A “vida privada” a que se referiu Rina foi um mega-culto ministrado pelo americano Kevin Leal, também “apóstolo”, mas que gosta de ser chamado de “profeta”. Na ocasião, o Profeta Kevin homenageava Roberto Alvim, ex-secretário Nacional da Cultura de Jair Bolsonaro. Roberto Alvim, como se sabe, é o sujeito que lançou um tal Prêmio Nacional das Artes numa encenação grotesca que incluiu a reprodução ipsis literis de partes de discurso do Ministro da Propaganda de Hitler, Joseph Goebbels.

 

A homenagem a Roberto Alvim ocorreu há pouco mais de um mês, quando o ex-secretário da Cultura ainda não havia “incorporado” Joseph Goebbels. Mas o que se via lá já não prenunciava coisa boa. Roberto Alvim ajoelhou, fechou os olhos, recebeu a unção dos óleos com ares de comoção, ergueu as mãos como se estivesse em louvor e adoração, enquanto o Profeta Kevin gritava-lhe em inglês, imediatamente traduzido para o português, também aos gritos:

“Vocês trabalham para o presidente, mas servem a um Rei”.

 

A platéia delirava.

 

Era só o começo.

 

Ah, nem é preciso dizer que o pedido do Apóstolo Rina, diante dos fiéis, para que o culto não fosse postado nas redes… Bem, o pedido foi ignorado e o vídeo é o que está embaixo deste texto (o pedido de Rina, para que o vídeo não fosse colocado nas redes está no último minuto do vídeo).

 

Quem é o Profeta Kevin?

"Palavra de Deus" ensinada pelo Profeta Kevin - apenas 3 dólares

“Palavra de Deus” ensinada pelo Profeta Kevin – apenas 3 dólares

Em 1971, servindo na Força Aérea americana, Kevin “foi salvo e cheio do Espírito Santo”, conforme consta em seu currículo.

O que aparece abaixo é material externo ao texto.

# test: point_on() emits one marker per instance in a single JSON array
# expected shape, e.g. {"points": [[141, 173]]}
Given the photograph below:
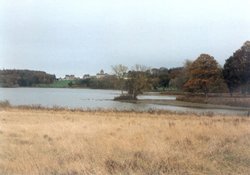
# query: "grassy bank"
{"points": [[237, 101], [34, 141]]}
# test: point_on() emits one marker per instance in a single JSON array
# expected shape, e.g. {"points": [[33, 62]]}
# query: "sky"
{"points": [[84, 36]]}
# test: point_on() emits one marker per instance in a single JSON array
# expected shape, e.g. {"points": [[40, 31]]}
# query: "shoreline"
{"points": [[191, 104]]}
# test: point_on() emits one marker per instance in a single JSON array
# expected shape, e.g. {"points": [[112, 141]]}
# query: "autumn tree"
{"points": [[120, 72], [182, 77], [205, 76], [237, 69]]}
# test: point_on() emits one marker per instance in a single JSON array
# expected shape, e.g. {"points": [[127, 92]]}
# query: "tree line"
{"points": [[24, 78], [203, 75]]}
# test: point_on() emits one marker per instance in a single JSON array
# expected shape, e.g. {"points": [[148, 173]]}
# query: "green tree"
{"points": [[205, 76], [236, 70]]}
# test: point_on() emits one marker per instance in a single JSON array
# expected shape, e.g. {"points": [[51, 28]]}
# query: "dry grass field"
{"points": [[73, 142]]}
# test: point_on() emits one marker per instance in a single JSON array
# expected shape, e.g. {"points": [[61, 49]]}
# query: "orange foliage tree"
{"points": [[205, 76]]}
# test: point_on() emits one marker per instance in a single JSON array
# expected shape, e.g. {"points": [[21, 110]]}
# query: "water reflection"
{"points": [[92, 99]]}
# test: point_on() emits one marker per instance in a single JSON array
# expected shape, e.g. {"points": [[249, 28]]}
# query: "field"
{"points": [[105, 142]]}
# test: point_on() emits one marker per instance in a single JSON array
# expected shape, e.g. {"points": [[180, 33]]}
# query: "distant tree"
{"points": [[236, 70], [205, 76], [137, 81], [181, 77], [120, 72]]}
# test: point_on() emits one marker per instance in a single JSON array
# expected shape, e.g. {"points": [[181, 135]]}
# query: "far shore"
{"points": [[191, 104], [97, 142]]}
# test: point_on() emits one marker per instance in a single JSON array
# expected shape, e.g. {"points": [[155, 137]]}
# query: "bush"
{"points": [[5, 104], [124, 98]]}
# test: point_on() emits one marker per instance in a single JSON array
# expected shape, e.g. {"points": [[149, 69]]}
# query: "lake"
{"points": [[92, 99]]}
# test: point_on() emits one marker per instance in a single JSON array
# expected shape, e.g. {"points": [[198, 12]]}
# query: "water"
{"points": [[91, 99]]}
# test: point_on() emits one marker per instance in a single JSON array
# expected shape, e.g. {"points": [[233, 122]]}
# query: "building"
{"points": [[69, 77], [101, 74]]}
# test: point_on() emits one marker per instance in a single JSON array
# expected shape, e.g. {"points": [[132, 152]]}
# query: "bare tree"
{"points": [[120, 71]]}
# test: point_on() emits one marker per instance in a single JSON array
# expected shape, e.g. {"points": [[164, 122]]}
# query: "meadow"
{"points": [[41, 141]]}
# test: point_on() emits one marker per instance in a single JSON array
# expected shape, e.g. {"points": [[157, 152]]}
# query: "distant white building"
{"points": [[101, 74], [86, 76], [69, 77]]}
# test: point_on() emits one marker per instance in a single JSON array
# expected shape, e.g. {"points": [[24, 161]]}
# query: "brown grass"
{"points": [[65, 142], [238, 101]]}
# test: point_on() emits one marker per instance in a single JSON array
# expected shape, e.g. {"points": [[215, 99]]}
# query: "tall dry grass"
{"points": [[66, 142]]}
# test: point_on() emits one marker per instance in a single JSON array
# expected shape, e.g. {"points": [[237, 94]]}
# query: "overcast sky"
{"points": [[83, 36]]}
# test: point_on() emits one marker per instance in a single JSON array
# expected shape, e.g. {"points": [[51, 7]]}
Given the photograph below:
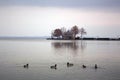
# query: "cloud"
{"points": [[65, 3]]}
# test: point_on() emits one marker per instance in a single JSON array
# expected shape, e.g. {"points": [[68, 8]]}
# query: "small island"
{"points": [[72, 34]]}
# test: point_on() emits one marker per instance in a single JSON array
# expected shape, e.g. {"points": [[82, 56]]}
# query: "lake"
{"points": [[40, 54]]}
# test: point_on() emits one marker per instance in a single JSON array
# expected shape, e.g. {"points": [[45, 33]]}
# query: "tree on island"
{"points": [[82, 32], [68, 34], [74, 31], [57, 33]]}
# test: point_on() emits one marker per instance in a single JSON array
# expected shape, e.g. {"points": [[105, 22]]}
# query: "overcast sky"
{"points": [[39, 17]]}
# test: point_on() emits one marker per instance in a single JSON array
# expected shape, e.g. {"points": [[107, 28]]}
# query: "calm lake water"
{"points": [[41, 54]]}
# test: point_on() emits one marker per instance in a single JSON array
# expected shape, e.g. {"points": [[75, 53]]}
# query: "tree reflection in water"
{"points": [[73, 47]]}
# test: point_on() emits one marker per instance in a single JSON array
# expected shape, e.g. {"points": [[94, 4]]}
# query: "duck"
{"points": [[96, 66], [54, 66], [83, 66], [69, 64], [26, 65]]}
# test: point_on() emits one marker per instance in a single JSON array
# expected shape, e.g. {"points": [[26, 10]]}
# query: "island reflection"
{"points": [[73, 47]]}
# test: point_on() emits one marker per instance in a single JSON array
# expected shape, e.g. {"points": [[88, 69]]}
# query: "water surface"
{"points": [[41, 54]]}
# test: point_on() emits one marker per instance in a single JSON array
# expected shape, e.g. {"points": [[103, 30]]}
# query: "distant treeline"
{"points": [[78, 38]]}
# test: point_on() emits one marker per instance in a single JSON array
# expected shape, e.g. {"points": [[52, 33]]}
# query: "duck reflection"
{"points": [[74, 46]]}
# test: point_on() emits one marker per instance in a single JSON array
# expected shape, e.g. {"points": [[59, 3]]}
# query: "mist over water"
{"points": [[41, 54]]}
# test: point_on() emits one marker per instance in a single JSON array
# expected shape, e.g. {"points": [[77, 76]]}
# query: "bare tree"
{"points": [[74, 31], [57, 33], [82, 32]]}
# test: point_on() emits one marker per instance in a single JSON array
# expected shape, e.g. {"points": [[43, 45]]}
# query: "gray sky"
{"points": [[39, 17]]}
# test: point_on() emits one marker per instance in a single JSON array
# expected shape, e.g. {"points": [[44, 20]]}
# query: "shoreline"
{"points": [[92, 39]]}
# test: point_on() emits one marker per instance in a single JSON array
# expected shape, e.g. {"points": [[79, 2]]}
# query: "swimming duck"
{"points": [[54, 66], [26, 65], [83, 66], [96, 66], [69, 64]]}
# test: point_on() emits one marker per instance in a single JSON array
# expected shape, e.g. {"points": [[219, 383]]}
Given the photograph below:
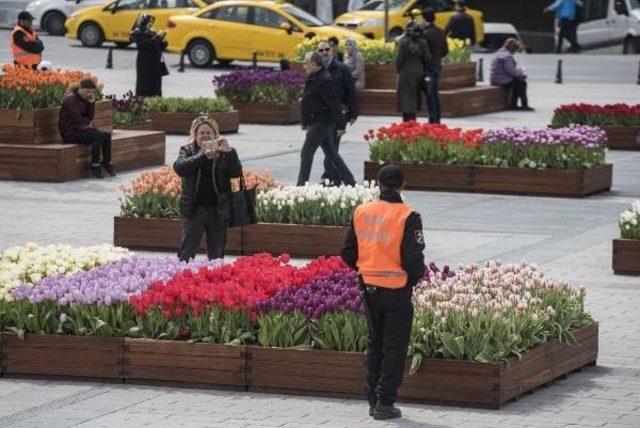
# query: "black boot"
{"points": [[386, 412], [109, 168], [97, 172]]}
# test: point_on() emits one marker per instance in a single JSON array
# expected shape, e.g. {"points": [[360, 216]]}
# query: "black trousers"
{"points": [[207, 220], [433, 97], [99, 141], [321, 135], [518, 89], [390, 316], [568, 31]]}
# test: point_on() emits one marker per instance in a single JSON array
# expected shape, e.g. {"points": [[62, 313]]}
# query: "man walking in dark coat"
{"points": [[321, 116], [346, 91], [461, 25], [438, 47]]}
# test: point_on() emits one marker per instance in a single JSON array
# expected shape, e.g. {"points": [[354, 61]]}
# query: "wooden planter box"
{"points": [[47, 355], [448, 382], [294, 239], [180, 123], [157, 234], [41, 126], [269, 114], [626, 256], [66, 162], [454, 102], [453, 76], [623, 138], [202, 365], [517, 181], [146, 125]]}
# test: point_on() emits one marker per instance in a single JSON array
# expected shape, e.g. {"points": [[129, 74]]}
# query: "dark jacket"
{"points": [[149, 65], [413, 61], [320, 103], [345, 87], [438, 47], [76, 115], [412, 259], [461, 26], [187, 166], [32, 47]]}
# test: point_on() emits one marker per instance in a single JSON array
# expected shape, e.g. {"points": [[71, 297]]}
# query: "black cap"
{"points": [[391, 176], [24, 15]]}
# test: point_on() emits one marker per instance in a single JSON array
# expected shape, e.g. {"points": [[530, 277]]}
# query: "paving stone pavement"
{"points": [[568, 238]]}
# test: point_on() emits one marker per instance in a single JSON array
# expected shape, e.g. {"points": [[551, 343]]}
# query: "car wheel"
{"points": [[53, 23], [91, 35], [394, 33], [201, 53]]}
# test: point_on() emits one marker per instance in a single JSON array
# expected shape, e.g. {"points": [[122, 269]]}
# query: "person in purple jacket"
{"points": [[505, 73], [76, 114]]}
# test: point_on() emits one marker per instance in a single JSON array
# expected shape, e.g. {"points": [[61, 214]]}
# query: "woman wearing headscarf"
{"points": [[207, 166], [354, 59], [150, 66], [413, 60]]}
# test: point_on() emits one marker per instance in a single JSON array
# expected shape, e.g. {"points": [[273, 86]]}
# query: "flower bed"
{"points": [[175, 115], [269, 97], [626, 250], [302, 221], [30, 101], [157, 304], [561, 162], [621, 122]]}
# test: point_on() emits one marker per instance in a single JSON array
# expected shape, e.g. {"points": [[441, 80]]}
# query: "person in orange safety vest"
{"points": [[385, 244], [26, 47]]}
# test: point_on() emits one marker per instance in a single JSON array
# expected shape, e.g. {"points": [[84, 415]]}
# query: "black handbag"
{"points": [[242, 205]]}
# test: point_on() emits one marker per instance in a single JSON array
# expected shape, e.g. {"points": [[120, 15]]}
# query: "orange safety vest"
{"points": [[21, 56], [379, 228]]}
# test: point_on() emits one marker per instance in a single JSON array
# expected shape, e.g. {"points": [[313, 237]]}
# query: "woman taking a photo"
{"points": [[150, 66], [207, 166]]}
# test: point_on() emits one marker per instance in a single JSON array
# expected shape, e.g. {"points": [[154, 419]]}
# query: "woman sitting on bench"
{"points": [[76, 114]]}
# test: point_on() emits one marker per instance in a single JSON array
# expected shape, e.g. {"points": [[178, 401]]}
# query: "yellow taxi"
{"points": [[369, 19], [113, 21], [235, 29]]}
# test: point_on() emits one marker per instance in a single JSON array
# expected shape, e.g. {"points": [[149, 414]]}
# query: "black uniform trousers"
{"points": [[390, 316]]}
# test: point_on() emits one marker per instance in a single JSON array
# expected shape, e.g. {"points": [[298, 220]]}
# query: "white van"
{"points": [[50, 14], [609, 23]]}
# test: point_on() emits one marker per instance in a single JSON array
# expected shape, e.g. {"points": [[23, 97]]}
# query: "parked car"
{"points": [[234, 30], [495, 33], [610, 23], [112, 22], [369, 19], [50, 15]]}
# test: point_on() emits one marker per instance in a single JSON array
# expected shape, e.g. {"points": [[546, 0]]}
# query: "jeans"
{"points": [[518, 88], [321, 135], [205, 219], [433, 97], [330, 171], [389, 316], [98, 140]]}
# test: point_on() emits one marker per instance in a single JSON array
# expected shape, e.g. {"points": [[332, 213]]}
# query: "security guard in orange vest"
{"points": [[384, 244], [26, 47]]}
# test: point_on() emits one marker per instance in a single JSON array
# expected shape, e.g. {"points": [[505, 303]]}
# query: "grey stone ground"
{"points": [[568, 238]]}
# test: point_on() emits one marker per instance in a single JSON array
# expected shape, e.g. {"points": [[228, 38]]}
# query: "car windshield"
{"points": [[304, 17], [379, 5]]}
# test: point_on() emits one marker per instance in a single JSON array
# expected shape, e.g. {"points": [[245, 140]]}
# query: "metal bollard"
{"points": [[559, 72], [181, 65], [110, 58]]}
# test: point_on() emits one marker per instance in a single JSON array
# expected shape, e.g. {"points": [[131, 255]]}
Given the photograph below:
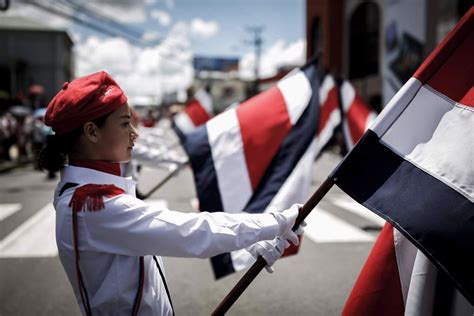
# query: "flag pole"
{"points": [[162, 182], [258, 266]]}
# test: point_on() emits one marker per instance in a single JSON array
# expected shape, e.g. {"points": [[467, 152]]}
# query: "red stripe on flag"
{"points": [[331, 104], [357, 118], [450, 67], [264, 123], [196, 113], [377, 290]]}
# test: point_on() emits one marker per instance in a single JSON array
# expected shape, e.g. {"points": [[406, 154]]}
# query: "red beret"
{"points": [[83, 100]]}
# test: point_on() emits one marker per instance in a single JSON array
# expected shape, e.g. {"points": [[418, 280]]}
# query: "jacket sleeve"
{"points": [[129, 226]]}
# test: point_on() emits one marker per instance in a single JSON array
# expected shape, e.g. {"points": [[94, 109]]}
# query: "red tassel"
{"points": [[90, 197]]}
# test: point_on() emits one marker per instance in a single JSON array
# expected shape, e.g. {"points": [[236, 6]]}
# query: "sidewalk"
{"points": [[6, 166]]}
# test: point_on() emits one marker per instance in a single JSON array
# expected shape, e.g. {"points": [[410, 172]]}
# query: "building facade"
{"points": [[33, 55], [378, 44]]}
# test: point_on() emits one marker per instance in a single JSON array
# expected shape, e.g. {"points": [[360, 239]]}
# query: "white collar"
{"points": [[82, 176]]}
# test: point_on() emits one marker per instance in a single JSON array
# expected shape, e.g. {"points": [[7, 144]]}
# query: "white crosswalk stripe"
{"points": [[324, 227], [36, 236], [350, 205], [8, 209]]}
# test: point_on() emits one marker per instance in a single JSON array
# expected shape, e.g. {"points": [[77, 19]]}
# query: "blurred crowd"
{"points": [[22, 130]]}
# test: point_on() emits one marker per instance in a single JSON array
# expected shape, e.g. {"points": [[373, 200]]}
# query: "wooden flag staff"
{"points": [[258, 266]]}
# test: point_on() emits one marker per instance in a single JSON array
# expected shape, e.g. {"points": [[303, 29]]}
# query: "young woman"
{"points": [[109, 241]]}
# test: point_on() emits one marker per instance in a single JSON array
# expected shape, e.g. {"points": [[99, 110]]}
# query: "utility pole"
{"points": [[257, 42]]}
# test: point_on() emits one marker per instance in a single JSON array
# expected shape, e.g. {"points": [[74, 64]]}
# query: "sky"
{"points": [[174, 32]]}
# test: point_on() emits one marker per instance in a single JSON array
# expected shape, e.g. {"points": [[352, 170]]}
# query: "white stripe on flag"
{"points": [[370, 120], [347, 95], [205, 100], [296, 189], [421, 294], [326, 133], [434, 146], [324, 227], [34, 238], [405, 253], [296, 91], [326, 86], [184, 123], [229, 161], [8, 209]]}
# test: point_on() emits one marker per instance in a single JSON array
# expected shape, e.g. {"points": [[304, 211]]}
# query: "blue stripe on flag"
{"points": [[199, 151], [436, 218]]}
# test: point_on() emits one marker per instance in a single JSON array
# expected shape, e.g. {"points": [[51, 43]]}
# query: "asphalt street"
{"points": [[316, 281]]}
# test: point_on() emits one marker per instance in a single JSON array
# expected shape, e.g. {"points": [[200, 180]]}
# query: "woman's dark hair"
{"points": [[55, 151]]}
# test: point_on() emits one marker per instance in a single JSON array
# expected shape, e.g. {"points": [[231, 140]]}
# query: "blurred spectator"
{"points": [[7, 134], [35, 97], [149, 120]]}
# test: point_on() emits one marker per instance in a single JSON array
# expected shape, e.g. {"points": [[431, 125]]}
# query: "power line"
{"points": [[90, 19]]}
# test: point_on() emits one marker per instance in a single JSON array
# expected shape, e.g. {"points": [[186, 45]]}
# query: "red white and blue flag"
{"points": [[257, 156], [414, 167], [330, 114], [197, 112], [357, 116]]}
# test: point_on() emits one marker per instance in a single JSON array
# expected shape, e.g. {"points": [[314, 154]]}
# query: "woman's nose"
{"points": [[134, 134]]}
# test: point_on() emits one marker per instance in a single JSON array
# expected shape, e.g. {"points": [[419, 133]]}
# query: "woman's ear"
{"points": [[91, 131]]}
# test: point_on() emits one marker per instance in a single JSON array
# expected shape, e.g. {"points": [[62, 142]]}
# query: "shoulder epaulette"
{"points": [[89, 197]]}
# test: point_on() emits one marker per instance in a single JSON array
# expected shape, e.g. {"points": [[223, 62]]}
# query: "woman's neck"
{"points": [[99, 165]]}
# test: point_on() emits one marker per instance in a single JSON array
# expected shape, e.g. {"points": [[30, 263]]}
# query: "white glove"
{"points": [[270, 250], [286, 219]]}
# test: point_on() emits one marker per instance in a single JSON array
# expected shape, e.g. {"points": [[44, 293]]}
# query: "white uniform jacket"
{"points": [[112, 239]]}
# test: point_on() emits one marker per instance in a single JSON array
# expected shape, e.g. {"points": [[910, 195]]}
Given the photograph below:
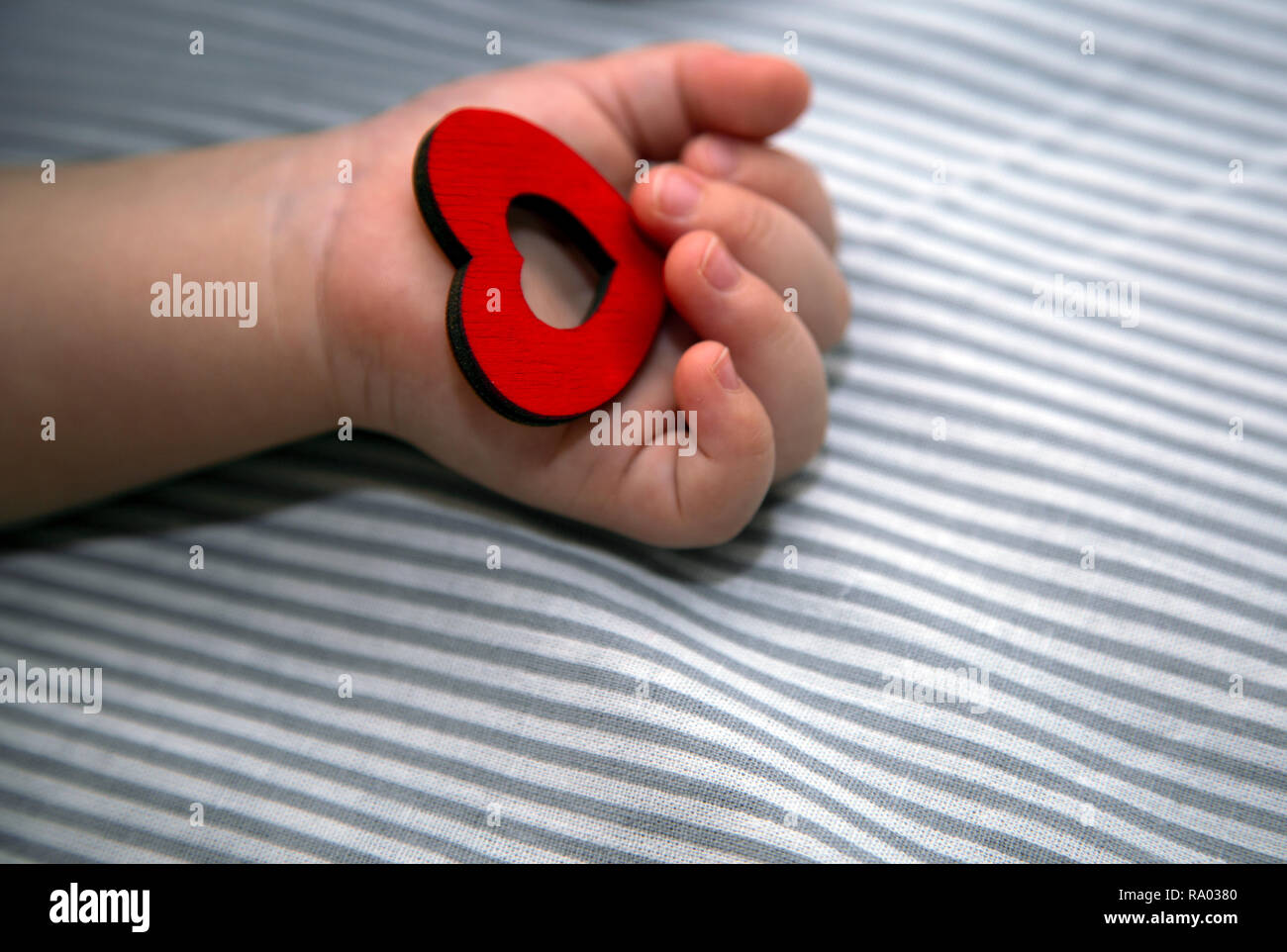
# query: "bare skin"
{"points": [[351, 294]]}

Logo descobriu seu dom profético e profetizou para centenas de pessoas em reuniões de dois ou três dias. Nos anos 1980, ele uniu seus dons de profecia a uma nova missão, que lhe teria sido passada diretamente pelo Espírito Santo e se transformou num formador de quadros evangélicos. Presidente do Kevin Leal Ministries e do Key Ministries, ele ensina para líderes de igrejas evangélicas do mundo todo como conquistar e permanecer com as chaves de acesso aos corações dos fiéis. Em outras palavras, Kevin é um consultor de igrejas. Ajuda a construir equipes de liderança, ensina e treina pastores e quadros dirigentes das denominações religiosas que atende, produz livros para serem usados em escolas de ministério, além de obras de auto-ajuda, como “Detox Espiritual” (veja ao lado o anúncio) e “Expansão dos Negócios”. Também é o criador de um programa da “mentoring”, chamado Headlights, que será instalado em sua propriedade, onde funciona a igreja Jubilee International Ministries em Pensacola/Flórida.

 

O Brasil está no foco das atenções do Profeta Kevin. Ele é presença frequente nas sedes da Bola de Neve e da Rede Águias e Leões (REAL), liderada pelo Apóstolo Maurício Cundari Marques, da qual é um dos conselheiros.

 

Com esse currículo todo, coube ao Profeta Kevin a tarefa de (como não?) profetizar, vaticinar, prever o futuro que caberia ao então secretário Nacional de Cultura, Roberto Alvim. E o profeta não fez por menos, já que estaria falando por inspiração divina ou, mais sério ainda, sendo a própria voz de Deus.

 

Para Roberto Alvim, o profeta profetizou, falando bem de perto e tocando no rosto do ex-secretário, como se fosse o Todo Poderoso:

“Você trabalha para o presidente, mas serve a um rei. Eu te faço como Daniel na casa do Brasil. Todo o teu preparo acadêmico todo o teu treinamento, agora está nas mãos do Senhor. E você será o conselheiro sábio, não somente para este governo, mas para outros governos. Dê a eles a sua sabedoria. Você será uma voz para a próxima geração. Você vai ver o futuro do Brasil e vai influenciar muitos políticos. Você vai influenciar as leis do Brasil, porque eu te dei o meu maior dom: a Sabedoria para a Nação. E você vai sentir a presença de Deus sobre ti. Você vai sentir algo sobrenatural sobre ti. Receba agora a Sabedoria para comandar uma Nação.”

 

Uau! Comandar uma Nação!

 

O Profeta Kevin pediu aos milhares de fiéis que cantassem enquanto oravam por Roberto Alvim, no que foi obedecido com devoção.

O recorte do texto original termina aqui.